Condition or disease Intervention/treatment Phase
Stroke, Acute Drug: Nerinetide (NA-1), 2.6 mg/kg Drug: Placebo Phase 3

Detailed Description:

Trial Objectives:

The primary objective is to determine the efficacy of the neuroprotectant, Nerinetide, in reducing global disability in subjects with major acute ischemic stroke (AIS) with a small established infarct core and with good collateral circulation selected for rapid endovascular revascularization.

The secondary objectives are to determine the efficacy of Nerinetide in:

  • Reducing functional dependence
  • Improving neurological outcome
  • Improving activities of daily living
  • Reducing mortality rate The leading safety objectives are to determine the effect of administering a dose of 2.6 mg/kg (up to a maximum dose of 270 mg) intravenous (IV) infusion of Nerinetide to subject with acute stroke who are selected for endovascular revascularization on serious adverse events (SAEs) and 90-day mortality.

Trial Design:

This study is a Phase 3, randomized, multicentre, blinded, placebo-controlled, parallel group, single-dose design.
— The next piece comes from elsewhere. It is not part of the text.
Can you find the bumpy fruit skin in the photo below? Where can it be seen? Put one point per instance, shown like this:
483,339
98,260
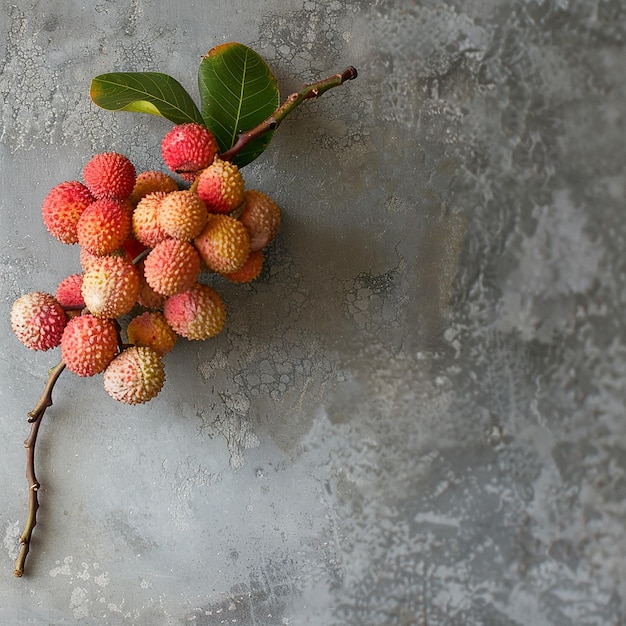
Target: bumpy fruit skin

Subjects harboring an acute ischemic stroke and who are selected for endovascular revascularization in accordance with local institutional practices and who harbor a small established infarct core and with good collateral circulation will be given a single, 2.6 mg/kg (up to a maximum dose of 270 mg) intravenous dose of Nerinetide (NA-1) or placebo as soon as they are deemed to have met the enrollment criteria and with the intention of starting administration within 30 minutes of randomization. The randomization will be by stochastic minimization to balance baseline factors.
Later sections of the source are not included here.